In April 2022, the FDA granted THIO its first orphan drug designation for the treatment of patients with hepatocellular carcinoma (HCC).3
“Receiving our second orphan drug designation is an impressive regulatory milestone that highlights the FDA’s recognition of THIO’s potential to improve outcomes for patients with SCLC and HCC,” Vlad Vitoc, MD, MAIA’s chairman and chief executive officer of MAIA, stated in a press release. “We believe there is a significant, multi-billion-dollar opportunity for THIO across many difficult-to-treat cancers, and we look forward to advancing THIO towards the market and to patients in need for more effective therapies.”
Prior research has shown that low doses of THIO, followed by anti–PD-L1 or anti–PD-1 therapy, eradicated advanced tumors in preclinical models in vivo and produced cancer cell–specific immune memory, allowing the immune system to be active against the cancer cells after treatment cessation.
As such, THIO is being developed as a second- or later-line treatment for patients with non–small cell lung cancer (NSCLC) that have progressed on standard-of-care checkpoint inhibitors.
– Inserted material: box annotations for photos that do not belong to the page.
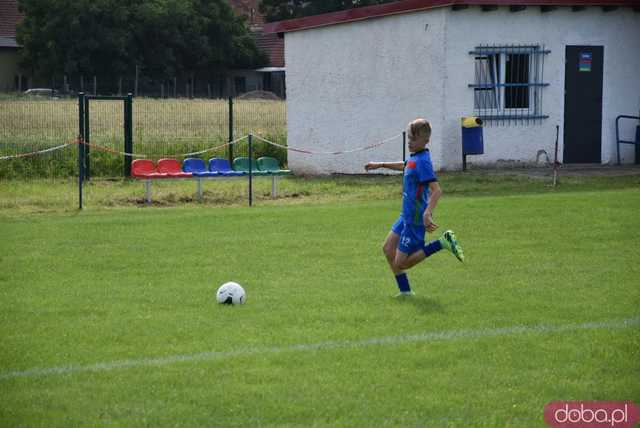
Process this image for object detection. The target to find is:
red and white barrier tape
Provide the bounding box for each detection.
[0,143,73,160]
[254,134,402,155]
[0,134,402,160]
[184,135,249,157]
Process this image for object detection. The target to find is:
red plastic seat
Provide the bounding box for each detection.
[158,159,192,178]
[131,159,169,178]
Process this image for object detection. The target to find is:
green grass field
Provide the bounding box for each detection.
[0,174,640,427]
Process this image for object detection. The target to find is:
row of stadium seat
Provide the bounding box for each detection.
[131,156,291,179]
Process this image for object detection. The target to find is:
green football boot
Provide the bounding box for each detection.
[438,230,464,262]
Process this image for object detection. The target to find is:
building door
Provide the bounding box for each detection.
[563,46,604,163]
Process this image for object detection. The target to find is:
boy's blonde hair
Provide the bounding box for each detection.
[407,119,431,141]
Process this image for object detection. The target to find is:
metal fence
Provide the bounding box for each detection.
[0,97,287,181]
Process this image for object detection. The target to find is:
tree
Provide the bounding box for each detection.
[260,0,396,21]
[17,0,267,88]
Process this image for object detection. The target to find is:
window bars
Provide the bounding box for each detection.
[469,45,551,125]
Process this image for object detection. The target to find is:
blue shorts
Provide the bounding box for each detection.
[391,217,426,254]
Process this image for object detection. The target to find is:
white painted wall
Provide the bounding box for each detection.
[443,7,640,169]
[285,9,445,174]
[285,7,640,174]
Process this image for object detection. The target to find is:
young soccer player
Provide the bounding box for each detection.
[365,119,464,296]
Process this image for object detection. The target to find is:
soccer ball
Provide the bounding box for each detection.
[216,282,246,305]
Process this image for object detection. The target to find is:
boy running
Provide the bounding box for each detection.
[365,119,464,296]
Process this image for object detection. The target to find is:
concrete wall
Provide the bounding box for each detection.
[285,9,446,174]
[285,7,640,174]
[443,7,640,168]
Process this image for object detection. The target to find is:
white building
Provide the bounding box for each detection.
[265,0,640,174]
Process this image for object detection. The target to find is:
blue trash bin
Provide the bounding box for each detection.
[462,116,484,171]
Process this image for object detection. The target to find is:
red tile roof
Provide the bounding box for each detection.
[0,0,24,38]
[228,0,284,67]
[264,0,640,33]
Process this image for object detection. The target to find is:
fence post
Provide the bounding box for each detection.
[124,92,133,178]
[228,97,233,163]
[82,96,91,180]
[402,131,407,162]
[78,92,84,209]
[249,134,253,206]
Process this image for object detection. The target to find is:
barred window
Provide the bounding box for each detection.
[469,46,550,123]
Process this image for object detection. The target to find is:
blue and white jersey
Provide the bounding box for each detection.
[401,149,438,225]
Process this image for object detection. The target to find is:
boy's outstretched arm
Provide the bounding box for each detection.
[364,161,404,171]
[423,181,442,233]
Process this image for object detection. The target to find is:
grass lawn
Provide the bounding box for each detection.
[0,174,640,427]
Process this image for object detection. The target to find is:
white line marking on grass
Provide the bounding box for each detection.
[0,317,640,380]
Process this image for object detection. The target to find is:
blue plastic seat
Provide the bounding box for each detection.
[182,158,218,177]
[209,158,245,177]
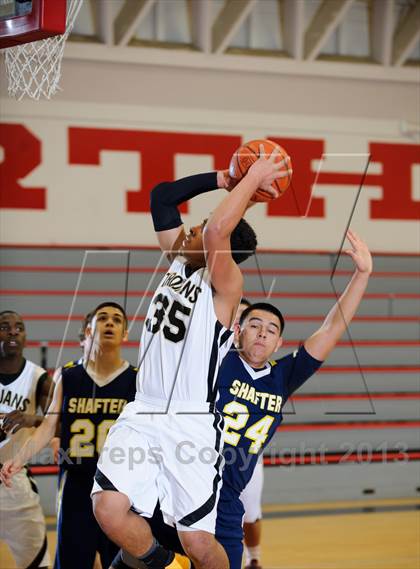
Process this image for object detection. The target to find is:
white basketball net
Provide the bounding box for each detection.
[5,0,83,101]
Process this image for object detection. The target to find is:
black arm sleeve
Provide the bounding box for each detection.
[150,172,217,231]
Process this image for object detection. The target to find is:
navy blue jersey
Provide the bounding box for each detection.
[216,346,322,537]
[60,362,137,475]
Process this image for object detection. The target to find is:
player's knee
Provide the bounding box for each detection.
[182,532,218,566]
[92,490,130,533]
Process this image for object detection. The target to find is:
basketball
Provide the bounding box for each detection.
[229,139,292,202]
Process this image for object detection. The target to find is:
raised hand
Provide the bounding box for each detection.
[345,229,373,275]
[247,144,292,198]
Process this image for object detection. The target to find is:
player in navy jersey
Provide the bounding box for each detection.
[0,310,52,569]
[235,298,264,569]
[1,302,137,569]
[113,231,372,569]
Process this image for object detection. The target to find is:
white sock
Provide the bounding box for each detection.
[245,545,261,565]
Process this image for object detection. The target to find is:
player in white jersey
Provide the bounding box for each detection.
[93,144,289,569]
[0,310,52,568]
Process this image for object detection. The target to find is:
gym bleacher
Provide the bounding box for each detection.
[0,246,420,509]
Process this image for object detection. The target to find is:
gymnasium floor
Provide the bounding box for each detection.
[0,498,420,569]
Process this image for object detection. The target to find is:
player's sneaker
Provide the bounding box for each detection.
[167,553,191,569]
[245,559,262,569]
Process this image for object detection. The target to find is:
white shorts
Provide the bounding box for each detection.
[0,469,50,568]
[241,460,264,524]
[92,399,223,533]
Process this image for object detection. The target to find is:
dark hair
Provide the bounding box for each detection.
[239,302,284,334]
[93,300,128,328]
[79,312,93,342]
[230,218,257,265]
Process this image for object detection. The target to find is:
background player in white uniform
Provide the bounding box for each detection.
[0,311,52,568]
[235,298,264,569]
[93,145,288,569]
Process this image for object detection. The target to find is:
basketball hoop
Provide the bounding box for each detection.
[5,0,83,101]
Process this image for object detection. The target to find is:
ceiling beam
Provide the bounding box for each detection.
[212,0,257,53]
[189,0,212,53]
[114,0,156,45]
[282,0,305,59]
[371,0,395,65]
[95,2,114,45]
[392,0,420,66]
[304,0,354,61]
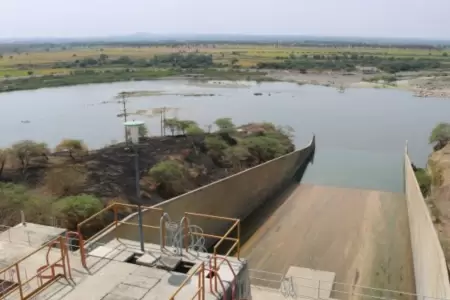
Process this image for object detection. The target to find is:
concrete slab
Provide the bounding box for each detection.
[109,283,150,300]
[136,254,161,267]
[122,274,160,290]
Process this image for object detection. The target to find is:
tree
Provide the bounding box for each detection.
[164,118,180,135]
[0,182,52,226]
[214,118,236,132]
[242,136,288,163]
[225,145,251,171]
[414,169,431,197]
[53,194,103,230]
[44,165,88,197]
[186,124,205,135]
[99,53,109,63]
[138,124,148,138]
[55,139,88,160]
[11,140,50,171]
[149,160,187,197]
[0,149,10,178]
[429,123,450,151]
[178,120,198,134]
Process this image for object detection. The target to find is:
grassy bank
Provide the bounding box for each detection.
[0,44,450,92]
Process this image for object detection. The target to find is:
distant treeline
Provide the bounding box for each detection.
[53,53,214,69]
[257,54,441,73]
[0,38,450,53]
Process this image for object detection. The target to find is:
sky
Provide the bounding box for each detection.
[0,0,450,40]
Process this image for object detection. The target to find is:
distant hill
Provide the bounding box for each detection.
[0,33,450,46]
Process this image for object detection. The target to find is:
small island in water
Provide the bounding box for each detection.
[0,118,295,232]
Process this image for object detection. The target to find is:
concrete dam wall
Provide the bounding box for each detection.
[405,151,450,299]
[94,137,315,246]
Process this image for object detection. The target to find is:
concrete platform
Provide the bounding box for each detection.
[7,240,245,300]
[0,223,66,269]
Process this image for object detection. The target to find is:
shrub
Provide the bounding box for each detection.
[186,124,205,135]
[53,194,103,229]
[214,118,236,132]
[429,123,450,151]
[44,166,87,196]
[0,183,52,226]
[415,169,431,197]
[55,139,88,160]
[242,135,287,162]
[149,160,187,197]
[11,140,50,169]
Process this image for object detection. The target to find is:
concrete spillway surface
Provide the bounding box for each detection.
[241,184,414,299]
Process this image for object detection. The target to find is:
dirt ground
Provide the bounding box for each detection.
[426,145,450,267]
[241,184,415,299]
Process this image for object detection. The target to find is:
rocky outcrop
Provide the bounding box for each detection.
[427,144,450,265]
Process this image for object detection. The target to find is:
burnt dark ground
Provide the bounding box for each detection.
[0,135,293,205]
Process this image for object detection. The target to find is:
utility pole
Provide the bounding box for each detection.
[120,92,128,143]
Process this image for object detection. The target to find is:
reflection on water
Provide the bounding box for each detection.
[0,80,450,191]
[301,145,403,193]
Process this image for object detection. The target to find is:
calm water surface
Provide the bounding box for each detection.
[0,81,450,191]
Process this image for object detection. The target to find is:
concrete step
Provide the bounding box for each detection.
[251,267,336,300]
[284,266,336,299]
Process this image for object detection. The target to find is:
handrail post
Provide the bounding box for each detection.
[113,203,118,228]
[183,215,189,252]
[200,262,205,300]
[237,220,241,260]
[15,263,23,300]
[197,263,203,300]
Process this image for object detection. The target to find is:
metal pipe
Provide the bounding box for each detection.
[134,145,145,253]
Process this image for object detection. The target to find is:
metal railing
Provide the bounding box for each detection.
[169,212,241,300]
[77,203,164,269]
[0,237,72,300]
[249,269,420,300]
[169,262,206,300]
[184,212,241,267]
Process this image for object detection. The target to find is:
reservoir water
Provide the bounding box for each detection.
[0,80,450,192]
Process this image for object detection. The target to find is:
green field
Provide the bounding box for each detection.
[0,45,450,91]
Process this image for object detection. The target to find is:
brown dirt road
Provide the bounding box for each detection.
[241,184,415,299]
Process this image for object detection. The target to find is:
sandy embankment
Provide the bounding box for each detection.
[268,71,450,98]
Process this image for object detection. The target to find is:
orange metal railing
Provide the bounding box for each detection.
[0,237,72,300]
[169,212,241,300]
[77,203,164,269]
[169,262,206,300]
[183,212,241,258]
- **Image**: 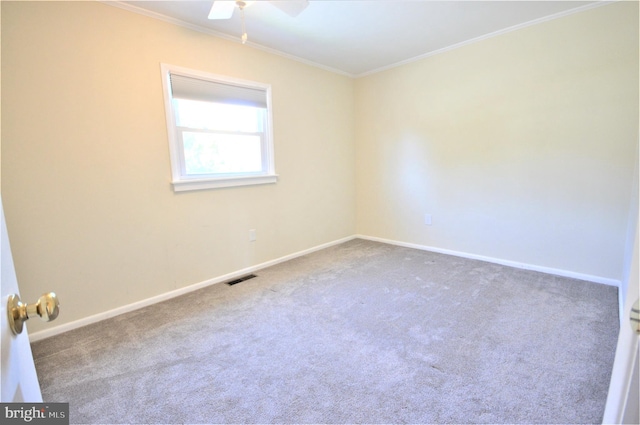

The multicenter, open-label, dose-finding phase 2 trial (NCT05208944), which opened on June 8, 2022, is evaluating the combination of THIO and cemiplimab-rwlc (Libtayo) in patients with NSCLC who progressed or relapsed after treatment with an immune checkpoint inhibitor.4
The rationale for the study stems from the hypothesis that treatment with THIO prior to cemiplimab would restore tumor responses to immunotherapy in patients who developed resistance or relapsed after receiving first-line treatment with an immune checkpoint inhibitor.
“There is significant room for improvement in the treatment landscape for SCLC, with the currently available standard-of-care therapies providing incremental benefit to patients. We are optimistic about our telomere-targeting approach to provide clinical benefit in patients with SCLC, CRC [colorectal cancer] and HCC who have failed first-line therapies, and we look forward to evaluating our approach in a future trial,” Sergei Gryaznov, PhD, chief scientific officer of MAIA, concluded.